Lo sceicco Sabah si era dimesso dopo che il parlamento aveva appoggiato una richiesta di interrogarlo su questioni inclusa la sua scelta dei membri del governo.

L’emiro del Kuwait ha emesso un decreto che riconferma lo sceicco Sabah Al Khalid Al Sabah come primo ministro dopo che il governo si è dimesso la scorsa settimana in una situazione di stallo con il parlamento sul suo voto per interrogarlo sugli affari costituzionali, compresa la sua scelta dei ministri.

L’agenzia di stampa statale KUNA ha dichiarato domenica che il decreto dell’emiro Sheikh Nawaf Al Ahmad Al Sabah ha anche incaricato lo sceicco Sabah di nominare un nuovo governo per l’approvazione.

Il governo di appena un mese ha agito in un ruolo di custode da quando si è dimesso il 13 gennaio per il confronto con il parlamento.

La mozione all’inizio di questo mese per interrogare lo sceicco Sabah, primo ministro dalla fine del 2019, è stata sostenuta da 38 parlamentari nell’assemblea da 50 seggi.

Secondo l’agenzia di stampa Reuters, si riferiva a un gabinetto che non rifletteva le elezioni legislative dello scorso anno e all ‘”interferenza” del governo nell’elezione del presidente e dei membri delle commissioni parlamentari.

La situazione, la prima grande sfida politica dell’emiro da quando ha preso il potere a settembre, ha complicato gli sforzi per affrontare una grave crisi di liquidità nel ricco stato membro dell’OPEC causata dai bassi prezzi del petrolio e dalla pandemia di coronavirus.

I frequenti litigi e le situazioni di stallo nel paese tra il gabinetto e l’assemblea eletta hanno portato a successivi rimpasti di governo e scioglimenti del parlamento nel corso degli anni.

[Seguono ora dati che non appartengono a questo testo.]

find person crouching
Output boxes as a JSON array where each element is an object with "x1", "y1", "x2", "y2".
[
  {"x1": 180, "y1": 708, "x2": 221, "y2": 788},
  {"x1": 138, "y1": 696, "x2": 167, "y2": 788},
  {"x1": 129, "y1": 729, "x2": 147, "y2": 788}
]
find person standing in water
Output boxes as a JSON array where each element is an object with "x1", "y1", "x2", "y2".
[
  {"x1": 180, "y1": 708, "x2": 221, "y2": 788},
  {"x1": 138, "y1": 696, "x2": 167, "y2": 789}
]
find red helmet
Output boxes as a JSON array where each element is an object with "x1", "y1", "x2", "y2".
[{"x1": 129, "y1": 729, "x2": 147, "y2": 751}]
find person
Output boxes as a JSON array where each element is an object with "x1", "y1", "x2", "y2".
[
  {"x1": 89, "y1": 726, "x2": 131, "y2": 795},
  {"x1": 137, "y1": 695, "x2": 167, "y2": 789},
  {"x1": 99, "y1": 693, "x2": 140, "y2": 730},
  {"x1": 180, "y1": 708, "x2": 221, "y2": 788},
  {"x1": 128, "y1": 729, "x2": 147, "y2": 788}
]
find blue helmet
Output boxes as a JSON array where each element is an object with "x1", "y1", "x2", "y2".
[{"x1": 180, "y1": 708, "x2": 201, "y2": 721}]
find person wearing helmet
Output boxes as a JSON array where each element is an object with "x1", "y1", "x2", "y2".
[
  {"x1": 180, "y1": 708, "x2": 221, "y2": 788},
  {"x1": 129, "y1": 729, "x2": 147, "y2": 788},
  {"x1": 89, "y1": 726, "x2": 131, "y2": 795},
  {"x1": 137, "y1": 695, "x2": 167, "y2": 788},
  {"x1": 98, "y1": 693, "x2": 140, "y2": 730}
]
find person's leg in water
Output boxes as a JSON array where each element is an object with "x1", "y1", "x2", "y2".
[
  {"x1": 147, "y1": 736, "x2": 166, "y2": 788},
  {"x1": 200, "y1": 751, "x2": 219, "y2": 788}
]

Il Kuwait ha il sistema politico più vivace tra gli stati arabi del Golfo, con un parlamento pienamente eletto in grado di approvare e bloccare la legislazione e interrogare i ministri.

Tuttavia, in base alla costituzione, l’emiro ha ampi poteri e può sciogliere la legislatura su raccomandazione del governo.

Un precedente gabinetto si è dimesso nel novembre 2019 tra accuse di corruzione e lotte intestine, mentre l’ultimo gabinetto è stato sostituito nelle elezioni di dicembre 2020 che hanno visto l’opposizione o candidati alleati vincere quasi la metà dei 50 seggi del parlamento.

Le urne sono state le prime da quando il nuovo emiro è entrato in carica a settembre in seguito alla morte del suo fratellastro, lo sceicco Sabah, all’età di 91 anni.